Nu belanghebbende niet heeft gesteld, noch anderszins aannemelijk is geworden dat sprake is van bijzondere omstandigheden, stelt het Hof de tegemoetkoming op grond van het bepaalde in het Besluit proceskosten bestuursrecht, op 2½ (punt) x € 437 (waarde per punt) x 1 (factor gewicht van de zaak) x 1 (factor samenhangende zaken) is in totaal € 1.092,50.
4.10.
Gesteld noch gebleken is dat belanghebbende overige voor vergoeding in aanmerking komende kosten als bedoeld in artikel 1 van het Besluit proceskosten bestuursrecht heeft gemaakt.
4.11.
Het Hof zal in deze zaak en voornoemde samenhangende zaak een proceskostenvergoeding toekennen van (€ 1.092,50 : 2 zaken =) € 546,25.
Ten aanzien van het verzoek om schadevergoeding
4.12.
Het verzoek tot vergoeding van (immateriële) schade wordt afgewezen, nu belanghebbende niet heeft gesteld, en ook overigens niet aannemelijk is geworden dat belanghebbende schade heeft geleden welke voor vergoeding in aanmerking komt.
5. Beslissing
Het hof:
- -
verklaart het hoger beroep gegrond;
- -
verklaart het incidentele hoger beroep gegrond;
- -
vernietigt de uitspraak van de Rechtbank, behoudens de beslissingen omtrent de vergoeding van immateriële schade, de proceskosten en het griffierecht;
- -
wijst het geding terug naar de Rechtbank ter verdere behandeling en beslissing met inachtneming van deze uitspraak;
- -
gelast dat de griffier aan belanghebbende het door deze ter zake van de behandeling van het hoger beroep bij het Hof betaalde griffierecht ten bedrage van € 478 vergoedt;
- -
veroordeelt de Inspecteur in de kosten van het geding bij het Hof aan de zijde van belanghebbende, vastgesteld op € 546,25.
Aldus gedaan op 17 april 2014 door P.A.G.M. Cools, voorzitter, P.A.M. Pijnenburg en M.B.A. van Hout, in tegenwoordigheid van M.M. Dondorp-Loopstra, griffier.
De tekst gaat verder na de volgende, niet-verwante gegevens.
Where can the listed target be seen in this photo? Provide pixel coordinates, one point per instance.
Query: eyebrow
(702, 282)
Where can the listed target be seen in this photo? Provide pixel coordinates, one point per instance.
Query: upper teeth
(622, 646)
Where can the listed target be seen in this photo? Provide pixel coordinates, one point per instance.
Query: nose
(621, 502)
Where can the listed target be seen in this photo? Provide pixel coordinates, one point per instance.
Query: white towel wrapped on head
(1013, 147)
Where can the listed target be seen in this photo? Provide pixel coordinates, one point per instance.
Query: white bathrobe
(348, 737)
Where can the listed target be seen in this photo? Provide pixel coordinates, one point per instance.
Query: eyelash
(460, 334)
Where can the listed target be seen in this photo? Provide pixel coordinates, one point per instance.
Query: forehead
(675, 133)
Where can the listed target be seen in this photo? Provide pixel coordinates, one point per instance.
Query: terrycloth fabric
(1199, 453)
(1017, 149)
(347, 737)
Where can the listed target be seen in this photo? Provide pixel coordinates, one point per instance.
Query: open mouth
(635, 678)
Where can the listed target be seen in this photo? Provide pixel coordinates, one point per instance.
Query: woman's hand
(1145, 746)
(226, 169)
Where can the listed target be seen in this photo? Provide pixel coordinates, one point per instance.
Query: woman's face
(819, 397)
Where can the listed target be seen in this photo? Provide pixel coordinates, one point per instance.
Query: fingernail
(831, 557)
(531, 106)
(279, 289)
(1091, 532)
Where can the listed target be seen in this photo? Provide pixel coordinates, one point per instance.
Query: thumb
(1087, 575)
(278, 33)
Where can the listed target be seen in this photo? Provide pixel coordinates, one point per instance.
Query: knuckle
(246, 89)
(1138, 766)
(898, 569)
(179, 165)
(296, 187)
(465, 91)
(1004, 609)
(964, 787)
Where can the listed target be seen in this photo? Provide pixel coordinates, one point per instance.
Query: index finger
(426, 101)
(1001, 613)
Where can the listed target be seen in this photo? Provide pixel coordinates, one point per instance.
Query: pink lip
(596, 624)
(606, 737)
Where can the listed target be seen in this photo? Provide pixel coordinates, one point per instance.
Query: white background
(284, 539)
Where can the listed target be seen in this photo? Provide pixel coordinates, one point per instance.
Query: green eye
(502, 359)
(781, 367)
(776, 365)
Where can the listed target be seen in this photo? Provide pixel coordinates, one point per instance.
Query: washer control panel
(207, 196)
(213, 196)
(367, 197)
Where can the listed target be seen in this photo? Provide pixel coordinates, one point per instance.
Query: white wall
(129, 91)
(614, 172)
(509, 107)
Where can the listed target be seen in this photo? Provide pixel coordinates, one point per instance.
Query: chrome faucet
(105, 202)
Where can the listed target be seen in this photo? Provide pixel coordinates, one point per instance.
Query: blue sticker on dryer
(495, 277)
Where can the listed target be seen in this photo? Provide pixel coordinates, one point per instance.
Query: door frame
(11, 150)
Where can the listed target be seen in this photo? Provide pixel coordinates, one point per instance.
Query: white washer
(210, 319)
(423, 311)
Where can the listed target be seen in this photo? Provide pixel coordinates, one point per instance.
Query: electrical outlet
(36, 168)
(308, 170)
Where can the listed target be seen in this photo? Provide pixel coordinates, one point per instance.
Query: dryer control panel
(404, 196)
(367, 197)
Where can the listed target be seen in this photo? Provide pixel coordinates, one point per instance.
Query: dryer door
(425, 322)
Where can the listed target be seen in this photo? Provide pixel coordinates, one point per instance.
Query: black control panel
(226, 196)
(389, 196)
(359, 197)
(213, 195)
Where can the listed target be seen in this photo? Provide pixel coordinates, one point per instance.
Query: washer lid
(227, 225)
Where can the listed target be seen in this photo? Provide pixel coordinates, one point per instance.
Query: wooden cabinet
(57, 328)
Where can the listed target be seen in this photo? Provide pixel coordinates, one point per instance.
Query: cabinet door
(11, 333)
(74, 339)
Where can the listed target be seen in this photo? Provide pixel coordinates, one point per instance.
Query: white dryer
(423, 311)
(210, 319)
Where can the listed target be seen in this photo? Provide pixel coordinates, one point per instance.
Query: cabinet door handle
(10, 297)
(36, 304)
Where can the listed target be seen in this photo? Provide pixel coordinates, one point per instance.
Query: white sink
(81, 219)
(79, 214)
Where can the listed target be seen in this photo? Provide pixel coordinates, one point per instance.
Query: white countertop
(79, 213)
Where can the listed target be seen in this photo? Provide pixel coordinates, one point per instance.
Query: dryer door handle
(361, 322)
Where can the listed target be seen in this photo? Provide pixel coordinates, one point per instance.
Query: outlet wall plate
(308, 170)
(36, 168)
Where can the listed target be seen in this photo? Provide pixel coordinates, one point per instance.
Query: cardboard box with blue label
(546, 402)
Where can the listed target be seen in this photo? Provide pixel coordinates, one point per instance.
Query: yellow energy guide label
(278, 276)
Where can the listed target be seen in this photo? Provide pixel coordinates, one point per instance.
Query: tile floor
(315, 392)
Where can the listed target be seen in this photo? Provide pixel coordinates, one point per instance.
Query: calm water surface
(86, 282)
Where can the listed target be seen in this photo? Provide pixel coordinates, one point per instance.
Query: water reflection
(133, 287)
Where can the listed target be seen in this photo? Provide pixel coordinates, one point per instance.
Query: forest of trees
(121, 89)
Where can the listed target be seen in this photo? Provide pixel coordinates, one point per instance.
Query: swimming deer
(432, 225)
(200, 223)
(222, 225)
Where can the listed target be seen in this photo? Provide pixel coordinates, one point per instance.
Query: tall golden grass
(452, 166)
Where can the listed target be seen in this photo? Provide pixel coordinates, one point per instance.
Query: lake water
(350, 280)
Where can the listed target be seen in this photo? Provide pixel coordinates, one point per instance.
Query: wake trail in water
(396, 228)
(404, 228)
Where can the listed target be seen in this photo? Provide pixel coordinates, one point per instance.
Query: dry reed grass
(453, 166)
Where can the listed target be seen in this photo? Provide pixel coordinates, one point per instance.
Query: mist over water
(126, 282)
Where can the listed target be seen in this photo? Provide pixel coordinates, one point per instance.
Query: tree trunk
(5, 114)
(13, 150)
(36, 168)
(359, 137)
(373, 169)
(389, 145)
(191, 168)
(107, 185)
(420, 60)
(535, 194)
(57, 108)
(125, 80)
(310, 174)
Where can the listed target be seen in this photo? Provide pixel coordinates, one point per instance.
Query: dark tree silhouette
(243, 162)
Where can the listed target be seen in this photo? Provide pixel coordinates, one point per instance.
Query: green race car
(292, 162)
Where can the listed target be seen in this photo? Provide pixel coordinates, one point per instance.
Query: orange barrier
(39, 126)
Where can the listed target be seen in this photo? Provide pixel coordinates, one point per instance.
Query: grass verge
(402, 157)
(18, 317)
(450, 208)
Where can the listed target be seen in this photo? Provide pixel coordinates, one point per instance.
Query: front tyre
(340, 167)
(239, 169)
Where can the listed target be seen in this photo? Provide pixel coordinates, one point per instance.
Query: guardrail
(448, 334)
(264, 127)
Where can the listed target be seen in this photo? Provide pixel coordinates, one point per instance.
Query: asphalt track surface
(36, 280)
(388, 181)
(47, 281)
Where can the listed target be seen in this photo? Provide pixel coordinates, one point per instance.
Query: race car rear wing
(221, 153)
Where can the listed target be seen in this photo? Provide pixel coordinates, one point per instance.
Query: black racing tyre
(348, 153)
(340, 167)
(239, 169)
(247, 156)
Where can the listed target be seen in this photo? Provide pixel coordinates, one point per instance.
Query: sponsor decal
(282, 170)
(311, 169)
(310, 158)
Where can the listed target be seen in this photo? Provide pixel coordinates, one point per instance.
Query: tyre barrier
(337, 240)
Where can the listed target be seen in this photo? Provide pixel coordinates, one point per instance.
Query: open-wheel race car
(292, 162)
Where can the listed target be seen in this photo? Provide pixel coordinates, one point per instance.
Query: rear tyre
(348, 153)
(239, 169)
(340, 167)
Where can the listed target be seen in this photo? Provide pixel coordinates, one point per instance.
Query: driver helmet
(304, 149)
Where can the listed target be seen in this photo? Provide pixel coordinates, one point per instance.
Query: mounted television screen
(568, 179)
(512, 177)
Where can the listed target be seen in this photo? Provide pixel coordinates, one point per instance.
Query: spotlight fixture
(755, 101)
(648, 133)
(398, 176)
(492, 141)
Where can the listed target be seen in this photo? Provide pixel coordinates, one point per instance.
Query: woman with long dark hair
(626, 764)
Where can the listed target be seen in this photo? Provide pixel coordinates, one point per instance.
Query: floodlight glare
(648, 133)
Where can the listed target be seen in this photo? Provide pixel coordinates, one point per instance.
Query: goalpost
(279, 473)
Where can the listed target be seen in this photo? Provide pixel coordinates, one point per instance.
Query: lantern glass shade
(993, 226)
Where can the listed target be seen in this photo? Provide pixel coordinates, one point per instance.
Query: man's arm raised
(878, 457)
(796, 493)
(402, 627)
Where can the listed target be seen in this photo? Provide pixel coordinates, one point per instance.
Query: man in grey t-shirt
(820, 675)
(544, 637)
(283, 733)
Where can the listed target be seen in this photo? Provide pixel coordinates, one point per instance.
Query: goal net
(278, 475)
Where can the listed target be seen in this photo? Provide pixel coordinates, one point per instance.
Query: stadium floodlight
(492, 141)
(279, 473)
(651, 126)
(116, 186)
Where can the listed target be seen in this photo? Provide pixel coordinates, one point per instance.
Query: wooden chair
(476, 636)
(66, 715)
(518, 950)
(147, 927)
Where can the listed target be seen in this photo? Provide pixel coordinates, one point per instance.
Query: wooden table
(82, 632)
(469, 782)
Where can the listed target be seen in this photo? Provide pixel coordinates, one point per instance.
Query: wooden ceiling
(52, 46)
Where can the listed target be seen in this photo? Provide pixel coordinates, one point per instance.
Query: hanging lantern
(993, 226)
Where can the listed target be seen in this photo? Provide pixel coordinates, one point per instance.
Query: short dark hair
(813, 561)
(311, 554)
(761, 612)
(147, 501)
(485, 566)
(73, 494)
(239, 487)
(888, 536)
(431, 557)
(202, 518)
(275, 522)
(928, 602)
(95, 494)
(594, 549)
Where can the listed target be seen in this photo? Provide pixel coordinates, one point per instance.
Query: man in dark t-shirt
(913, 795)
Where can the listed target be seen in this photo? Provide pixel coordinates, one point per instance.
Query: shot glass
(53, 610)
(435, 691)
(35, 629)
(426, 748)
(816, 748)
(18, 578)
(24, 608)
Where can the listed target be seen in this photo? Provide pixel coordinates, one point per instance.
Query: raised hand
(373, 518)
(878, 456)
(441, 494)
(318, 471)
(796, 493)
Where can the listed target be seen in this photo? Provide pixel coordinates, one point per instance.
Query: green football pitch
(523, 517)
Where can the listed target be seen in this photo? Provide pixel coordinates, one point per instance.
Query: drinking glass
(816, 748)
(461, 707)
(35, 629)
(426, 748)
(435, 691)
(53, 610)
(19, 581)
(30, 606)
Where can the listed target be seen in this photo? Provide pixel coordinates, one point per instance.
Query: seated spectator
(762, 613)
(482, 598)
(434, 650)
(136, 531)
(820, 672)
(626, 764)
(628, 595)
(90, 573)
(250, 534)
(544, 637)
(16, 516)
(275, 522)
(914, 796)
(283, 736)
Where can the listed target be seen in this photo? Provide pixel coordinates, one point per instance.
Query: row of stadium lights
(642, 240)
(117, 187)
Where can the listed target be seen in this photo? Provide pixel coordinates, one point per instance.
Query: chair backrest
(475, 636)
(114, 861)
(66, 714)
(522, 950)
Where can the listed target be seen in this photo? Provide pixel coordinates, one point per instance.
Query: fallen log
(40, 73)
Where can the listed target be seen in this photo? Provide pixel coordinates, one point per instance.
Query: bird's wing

De beslissing is op die datum ter openbare zitting uitgesproken en afschriften van de uitspraak zijn op die datum aangetekend aan partijen verzonden.
Het aanwenden van een rechtsmiddel:
Tegen deze uitspraak kunnen beide partijen binnen zes weken na de verzenddatum beroep in cassatie instellen bij de Hoge Raad der Nederlanden (Belastingkamer), Postbus 20303, 2500 EH ’s-Gravenhage. Daarbij moet het volgende in acht worden genomen.
Bij het beroepschrift wordt een afschrift van deze uitspraak overgelegd.
Het beroepschrift moet ondertekend zijn en ten minste het volgende vermelden:
de naam en het adres van de indiener;
een dagtekening;
een omschrijving van de uitspraak waartegen het beroep in cassatie is gericht;
e gronden van het beroep in cassatie.
Voor het instellen van beroep in cassatie is griffierecht verschuldigd. Na het instellen van beroep in cassatie ontvangt de indiener een nota griffierecht van de griffier van de Hoge Raad.
In het cassatieberoepschrift kan de Hoge Raad verzocht worden om de wederpartij te veroordelen in de proceskosten.